Oscillons from $Q$-balls in generalized models

TL;DR

This paper investigates the relationship between oscillons and $Q$-balls in a generalized scalar field model with non-canonical kinetic terms, using perturbation methods and numerical comparisons to reveal universality classes.

Contribution

It extends the oscillon/$Q$-ball relation to models with non-standard kinetics and introduces a perturbative analytical approach validated by numerical simulations.

Findings

The relation holds even with nontrivial kinematics.

Analytical expressions match numerical evolution for small to moderate amplitudes.

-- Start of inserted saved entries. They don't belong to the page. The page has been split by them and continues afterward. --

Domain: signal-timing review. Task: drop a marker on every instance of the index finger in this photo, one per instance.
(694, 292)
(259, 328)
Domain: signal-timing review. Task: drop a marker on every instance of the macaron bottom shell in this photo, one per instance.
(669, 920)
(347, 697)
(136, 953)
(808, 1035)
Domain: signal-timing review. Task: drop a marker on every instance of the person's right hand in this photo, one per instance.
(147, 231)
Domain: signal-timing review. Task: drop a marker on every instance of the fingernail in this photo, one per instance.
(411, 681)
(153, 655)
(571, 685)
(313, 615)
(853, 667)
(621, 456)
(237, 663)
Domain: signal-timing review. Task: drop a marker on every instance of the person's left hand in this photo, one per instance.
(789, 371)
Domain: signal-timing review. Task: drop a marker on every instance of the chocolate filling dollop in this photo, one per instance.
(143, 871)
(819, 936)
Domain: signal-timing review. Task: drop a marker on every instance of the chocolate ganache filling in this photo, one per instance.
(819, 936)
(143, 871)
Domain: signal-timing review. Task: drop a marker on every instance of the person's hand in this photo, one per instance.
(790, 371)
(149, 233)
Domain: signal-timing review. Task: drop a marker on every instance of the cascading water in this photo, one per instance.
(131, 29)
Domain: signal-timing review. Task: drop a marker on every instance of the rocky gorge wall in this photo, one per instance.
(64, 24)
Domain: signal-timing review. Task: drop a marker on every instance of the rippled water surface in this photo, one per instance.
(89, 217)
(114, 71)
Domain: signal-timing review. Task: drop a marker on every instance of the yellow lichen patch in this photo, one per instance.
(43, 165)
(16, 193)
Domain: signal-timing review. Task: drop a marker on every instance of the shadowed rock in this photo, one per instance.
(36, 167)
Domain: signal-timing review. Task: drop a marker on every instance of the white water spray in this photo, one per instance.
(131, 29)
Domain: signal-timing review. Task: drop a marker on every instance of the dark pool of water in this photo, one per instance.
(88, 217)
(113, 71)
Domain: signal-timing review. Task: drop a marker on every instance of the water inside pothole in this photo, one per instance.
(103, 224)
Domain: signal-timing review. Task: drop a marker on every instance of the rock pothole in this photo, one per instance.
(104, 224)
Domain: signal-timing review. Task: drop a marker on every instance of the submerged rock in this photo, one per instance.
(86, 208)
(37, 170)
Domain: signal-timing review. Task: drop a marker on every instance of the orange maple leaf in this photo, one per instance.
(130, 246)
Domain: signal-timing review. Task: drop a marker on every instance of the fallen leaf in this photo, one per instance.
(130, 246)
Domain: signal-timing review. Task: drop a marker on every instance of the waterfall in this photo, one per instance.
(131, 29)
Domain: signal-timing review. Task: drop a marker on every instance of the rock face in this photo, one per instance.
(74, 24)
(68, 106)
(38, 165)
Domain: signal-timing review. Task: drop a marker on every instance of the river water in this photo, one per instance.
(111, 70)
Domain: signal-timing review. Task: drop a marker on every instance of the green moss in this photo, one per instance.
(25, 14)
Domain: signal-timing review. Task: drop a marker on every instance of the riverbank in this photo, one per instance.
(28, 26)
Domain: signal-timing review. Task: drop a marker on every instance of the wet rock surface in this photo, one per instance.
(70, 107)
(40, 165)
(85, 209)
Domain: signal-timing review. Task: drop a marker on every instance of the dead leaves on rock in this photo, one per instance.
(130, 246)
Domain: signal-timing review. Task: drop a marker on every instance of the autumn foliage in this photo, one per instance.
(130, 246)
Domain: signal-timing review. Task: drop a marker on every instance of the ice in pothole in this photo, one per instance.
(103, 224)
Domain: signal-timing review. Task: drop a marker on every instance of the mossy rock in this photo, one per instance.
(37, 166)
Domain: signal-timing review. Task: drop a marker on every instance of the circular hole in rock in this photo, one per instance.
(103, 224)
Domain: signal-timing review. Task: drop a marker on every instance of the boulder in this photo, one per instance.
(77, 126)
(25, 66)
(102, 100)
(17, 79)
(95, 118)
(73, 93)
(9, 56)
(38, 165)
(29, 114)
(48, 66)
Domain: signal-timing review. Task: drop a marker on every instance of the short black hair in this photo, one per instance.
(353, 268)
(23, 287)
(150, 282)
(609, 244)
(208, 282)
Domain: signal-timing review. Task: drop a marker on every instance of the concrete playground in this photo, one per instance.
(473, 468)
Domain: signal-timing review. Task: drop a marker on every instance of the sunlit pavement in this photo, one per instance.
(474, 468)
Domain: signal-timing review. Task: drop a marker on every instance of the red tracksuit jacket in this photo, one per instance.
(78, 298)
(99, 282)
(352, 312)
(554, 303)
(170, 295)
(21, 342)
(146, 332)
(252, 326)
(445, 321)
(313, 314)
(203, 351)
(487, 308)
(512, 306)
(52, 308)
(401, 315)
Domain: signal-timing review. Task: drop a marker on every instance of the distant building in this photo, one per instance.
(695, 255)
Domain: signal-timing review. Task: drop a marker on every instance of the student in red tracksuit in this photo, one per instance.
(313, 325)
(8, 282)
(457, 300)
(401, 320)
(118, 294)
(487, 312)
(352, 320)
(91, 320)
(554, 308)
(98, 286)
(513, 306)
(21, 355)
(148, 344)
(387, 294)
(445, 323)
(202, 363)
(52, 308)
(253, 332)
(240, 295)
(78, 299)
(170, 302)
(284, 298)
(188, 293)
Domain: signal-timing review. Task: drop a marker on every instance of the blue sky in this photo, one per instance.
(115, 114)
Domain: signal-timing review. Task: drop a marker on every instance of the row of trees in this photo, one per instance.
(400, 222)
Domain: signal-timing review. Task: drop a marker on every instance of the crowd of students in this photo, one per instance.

Different potentials lead to distinct universality classes for oscillons.

Abstract

We study the oscillon/$Q$-ball relation in an extended model with non-canonical kinematics. The model contains a single real scalar field whose kinetic term is enlarged to include a generalizing function. We approximate the real sector up to the third order in a book-keeping parameter. In this context, we implement the Renormalization Group Perturbation Expansion (RGPE), from which we conclude that the relation between oscillons and underlying $Q$-balls holds even in the presence of nontrivial kinematics. We apply our results to the study of three different effective cases. In all of them, our expressions mimic the numerical evolution of nonstandard oscillons with great accuracy, especially for small and moderate amplitudes. As the initial amplitude increases, the numerical profile develops a modulated behavior, and we use a two $Q$-balls solution to seed our analytical oscillon. We discuss how our non-canonical construction allows the existence of a well-behaved oscillon in connection to the simplest $\phi^2$-potential. This novel profile behaves in the same general way as the previous ones. So, we argue that they belong to the same universality class. Finally, we extend our analysis to consider those contributions up to the fifth order in the approximation expansion. We explore an exotic $\phi^6$-scenario, and conclude that the relation between generalized oscillons and underlying $Q$-balls now belongs to a different universality class.